Muhtemelen bir kâğıda yazıp eline tutuşturmuşlardı.

Böyle konuşmalısın demişlerdi. O da isteneni yapmıştı.

Ne ki, Trump’ın söyledikleri kimseye inandırıcı gelmiyor.

ABD’nin Berlin Büyükelçisi John Emerson gibi düşünen milyonlarca Amerikalı var: “Bizi neyin beklediğini bilmiyoruz.”

Belirsizlik kadar kötü bir şey olabilir mi?

Büyükelçi, yeni dönemde ABD’nin bir tür izolasyon politikası uygulayacağını ve dünyadan uzaklaşacağını düşünüyor.

Gerçi bu bir tahmin ama Trump’ın seçimden önce söylediklerini dikkate alan bir diplomatın tahmini.

Avrupa’daki görüşler arasında da iyimser tek bir değerlendirme bulmanın bile olanağı yok.

İngiliz tarihçi Simon Schama çok karamsar: NATO’nun çökme tehlikesi altında kalacağını, iklim korumanın sekteye uğrayacağını ileri sürüyor.

Alman Sosyal Demokrat Parti Meclis Grubu Dış Politika Sözcüsü Niels Annen’se “Trump’ın söylediklerinin gerçekten de düşündüğü şeyler olduğu ihtimaliyle yüzleşmeliyiz” diyor.

Potsdam İklim Değişikliği Enstitüsü’nden Hans-Joachim Schellnhuber de “Dünyanın artık yoluna ABD’siz devam etmek zorunda olduğunu” savunuyor.

Noktayı koyan açıklama eski CIA Başkanı John McLaughlin’den geliyor:

“Eğer Trump daha önce açıkladığı her şeyi yaparsa dünya çapındaki liderlik rolümüze hoşçakal diyeceğiz.

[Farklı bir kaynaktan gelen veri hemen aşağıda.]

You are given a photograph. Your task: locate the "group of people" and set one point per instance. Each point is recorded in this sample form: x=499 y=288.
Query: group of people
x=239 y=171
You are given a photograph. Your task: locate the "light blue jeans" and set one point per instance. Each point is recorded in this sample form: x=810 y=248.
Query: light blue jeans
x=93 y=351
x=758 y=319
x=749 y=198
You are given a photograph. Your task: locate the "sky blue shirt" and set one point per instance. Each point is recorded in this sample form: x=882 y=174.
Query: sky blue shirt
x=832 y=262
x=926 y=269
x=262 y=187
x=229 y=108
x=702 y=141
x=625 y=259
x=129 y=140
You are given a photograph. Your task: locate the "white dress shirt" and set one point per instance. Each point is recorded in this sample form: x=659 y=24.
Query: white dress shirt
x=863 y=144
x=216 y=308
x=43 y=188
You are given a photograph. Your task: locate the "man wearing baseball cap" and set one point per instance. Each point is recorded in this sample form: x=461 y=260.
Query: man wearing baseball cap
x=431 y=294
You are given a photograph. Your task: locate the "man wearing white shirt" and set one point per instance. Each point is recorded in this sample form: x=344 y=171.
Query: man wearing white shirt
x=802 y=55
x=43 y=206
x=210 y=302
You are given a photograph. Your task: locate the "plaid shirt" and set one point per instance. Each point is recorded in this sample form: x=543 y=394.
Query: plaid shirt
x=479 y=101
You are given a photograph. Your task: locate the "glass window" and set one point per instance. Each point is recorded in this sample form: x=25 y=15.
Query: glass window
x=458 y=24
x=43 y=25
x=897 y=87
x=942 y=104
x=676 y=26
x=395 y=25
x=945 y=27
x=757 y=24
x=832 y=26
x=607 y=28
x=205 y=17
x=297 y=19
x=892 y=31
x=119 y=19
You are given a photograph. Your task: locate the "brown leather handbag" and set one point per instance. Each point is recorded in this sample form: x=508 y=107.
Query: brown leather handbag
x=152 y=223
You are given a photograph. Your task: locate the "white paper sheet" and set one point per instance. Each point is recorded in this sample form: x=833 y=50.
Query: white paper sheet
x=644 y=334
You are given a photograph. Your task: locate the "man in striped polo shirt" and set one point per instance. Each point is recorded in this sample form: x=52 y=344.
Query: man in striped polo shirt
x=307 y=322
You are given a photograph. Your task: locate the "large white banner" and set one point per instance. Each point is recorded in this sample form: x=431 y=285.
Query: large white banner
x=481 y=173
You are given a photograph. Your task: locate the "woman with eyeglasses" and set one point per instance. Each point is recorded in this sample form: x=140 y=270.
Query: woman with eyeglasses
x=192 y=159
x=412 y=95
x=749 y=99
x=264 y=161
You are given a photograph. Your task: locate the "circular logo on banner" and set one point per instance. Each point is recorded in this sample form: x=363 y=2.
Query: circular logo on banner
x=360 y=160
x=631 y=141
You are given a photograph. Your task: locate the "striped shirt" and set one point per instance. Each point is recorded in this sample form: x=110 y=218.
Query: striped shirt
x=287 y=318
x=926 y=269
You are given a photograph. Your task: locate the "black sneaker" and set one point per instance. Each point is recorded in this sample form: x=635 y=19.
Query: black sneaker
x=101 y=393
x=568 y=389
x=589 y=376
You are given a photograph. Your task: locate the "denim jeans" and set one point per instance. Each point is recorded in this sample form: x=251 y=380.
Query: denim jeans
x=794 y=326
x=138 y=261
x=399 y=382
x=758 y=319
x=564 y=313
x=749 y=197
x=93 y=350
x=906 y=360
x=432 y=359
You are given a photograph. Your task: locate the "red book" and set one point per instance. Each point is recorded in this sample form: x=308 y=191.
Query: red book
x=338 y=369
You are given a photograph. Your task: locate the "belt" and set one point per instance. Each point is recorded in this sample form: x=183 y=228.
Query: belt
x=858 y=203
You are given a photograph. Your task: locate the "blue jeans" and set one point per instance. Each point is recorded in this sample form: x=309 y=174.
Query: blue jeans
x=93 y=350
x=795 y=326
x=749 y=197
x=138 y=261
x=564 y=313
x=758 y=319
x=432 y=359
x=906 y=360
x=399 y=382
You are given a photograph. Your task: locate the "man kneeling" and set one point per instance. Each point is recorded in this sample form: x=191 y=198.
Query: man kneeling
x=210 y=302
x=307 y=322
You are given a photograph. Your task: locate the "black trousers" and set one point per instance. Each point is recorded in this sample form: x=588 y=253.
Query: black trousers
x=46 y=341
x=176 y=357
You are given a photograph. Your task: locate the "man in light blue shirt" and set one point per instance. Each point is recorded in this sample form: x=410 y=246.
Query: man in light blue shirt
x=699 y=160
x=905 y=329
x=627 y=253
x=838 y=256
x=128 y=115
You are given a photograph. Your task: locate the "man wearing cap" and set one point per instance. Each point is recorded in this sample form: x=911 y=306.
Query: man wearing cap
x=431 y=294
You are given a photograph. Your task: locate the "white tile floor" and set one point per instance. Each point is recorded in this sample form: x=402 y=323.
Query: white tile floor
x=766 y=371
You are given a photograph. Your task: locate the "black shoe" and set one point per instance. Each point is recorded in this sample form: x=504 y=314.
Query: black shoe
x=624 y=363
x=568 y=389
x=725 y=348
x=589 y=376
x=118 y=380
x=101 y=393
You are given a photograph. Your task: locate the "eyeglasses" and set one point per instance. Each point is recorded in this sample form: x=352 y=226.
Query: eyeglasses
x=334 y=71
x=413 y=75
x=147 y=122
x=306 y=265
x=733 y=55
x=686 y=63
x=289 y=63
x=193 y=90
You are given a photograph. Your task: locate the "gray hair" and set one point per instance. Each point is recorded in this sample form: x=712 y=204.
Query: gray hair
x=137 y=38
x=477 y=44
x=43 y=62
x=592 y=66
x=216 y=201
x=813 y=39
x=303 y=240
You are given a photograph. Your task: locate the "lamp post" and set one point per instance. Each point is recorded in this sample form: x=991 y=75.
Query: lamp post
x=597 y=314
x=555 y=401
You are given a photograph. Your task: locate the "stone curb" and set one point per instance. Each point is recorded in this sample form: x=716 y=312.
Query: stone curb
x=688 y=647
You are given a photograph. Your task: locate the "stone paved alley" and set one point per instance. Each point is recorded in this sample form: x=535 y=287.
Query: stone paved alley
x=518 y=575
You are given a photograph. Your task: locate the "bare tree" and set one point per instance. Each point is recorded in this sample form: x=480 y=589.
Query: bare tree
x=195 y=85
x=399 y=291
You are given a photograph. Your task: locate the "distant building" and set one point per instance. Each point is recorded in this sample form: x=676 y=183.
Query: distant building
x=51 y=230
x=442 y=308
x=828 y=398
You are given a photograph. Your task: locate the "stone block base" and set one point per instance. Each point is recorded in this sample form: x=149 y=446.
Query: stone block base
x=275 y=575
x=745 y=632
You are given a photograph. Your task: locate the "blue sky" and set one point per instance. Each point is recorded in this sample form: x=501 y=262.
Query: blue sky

Bu yüzden umudumuz ya Trump’ın gerçekten öyle düşünmüyor oluşunda ya da birilerinin onu bu düşüncelerinden vazgeçirmesinde.”

 

Tıpatıp Berlusconi

 

İtalyanlar Trump’ı Berlusconi ile karşılaştırmışlar ve şu sonuca varmışlar:

İkisi de güzel kadınlara düşkün, ikisi de iki kez boşanmış, ikisi de seks skandallarıyla ünlü, ikisi de iş dünyasında zenginleştikten sonra politikaya girmiş, ikisi de göçmenlere düşman. Ve ikisi de ırkçı, faşist, yalancı ve benmerkezci. İki lider arasında ancak bu kadar benzerlik olur.

Onun için İtalyanlar, Amerikalılara “Berlusconi deneyimine hazır olun” mesajı gönderiyorlar.

 

Suikast çağrısı

 

Sonunda bu da oldu: İngiliz gazetesi Guardian’ın yazarlarından Monisha Rajesh twitter hesabından yaptığı paylaşımda Donald Trump’a yönelik suikast çağrısında bulundu. Yazar, “Başkan’a suikastın zamanı geldi” ifadesini kullandı. Rajesh, tepkiler nedeniyle hesabını sildi. Guardian gazetesiyse yazarla ilişkisini kestiğini duyurdu.